China used cloud seeding to generate rain and clear pollution ahead of the Communist Party’s July 1 centenary celebration in Beijing, according to a new study.

In the days leading up to the event, officials shut down factories and halted cargo trucks in and around Beijing to minimize pollution, but stagnant winds did little to clear skies, the South China Morning Post reported. To improve air quality, the government undertook a two-hour cloud seeding operation the night before the centenary, according to the study.

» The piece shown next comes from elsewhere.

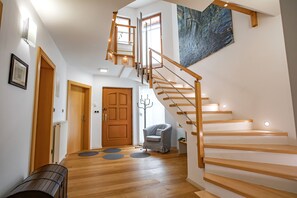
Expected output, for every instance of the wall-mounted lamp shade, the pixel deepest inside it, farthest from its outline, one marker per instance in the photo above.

In the mountains to the southwest of the city, people reported seeing rockets, which are used to distribute silver iodide, a compound that causes ice crystals to form in the atmosphere, promoting precipitation. “It was very loud, like thunder — and it went on for a very, very long time,” one resident told the South China Morning Post. “Then the rain came down, it was quite heavy.”

The artificial rain reduced particulate pollution by more than two-thirds, according to the paper. The findings were published in the Chinese journal Environmental Science.

China is undertaking a large, coordinated cloud seeding operation in arid western regions such as Xinjiang and Tibet. The government aims to track when humid air, blown in from the Indian Ocean, crosses over the Himalayas, so it can use cloud seeding to control when and where it rains, researchers told the South China Morning Post.

Cloud seeding has gained traction in the parched American West, where state governments are deploying the technology in an effort to bulk up mountain snowpack. Officials in Colorado say that, if used regularly, cloud seeding could produce 8 percent more snow over the course of the winter, helping to offset the impact of warming-fueled drought.

“The only way to add water to the system is through cloud seeding,” Andrew Rickert, cloud seeding program manager at the Colorado Water Conservation Board, told The Washington Post. “I do think it’s gaining support because of the dire straits we’re in with regards to drought.”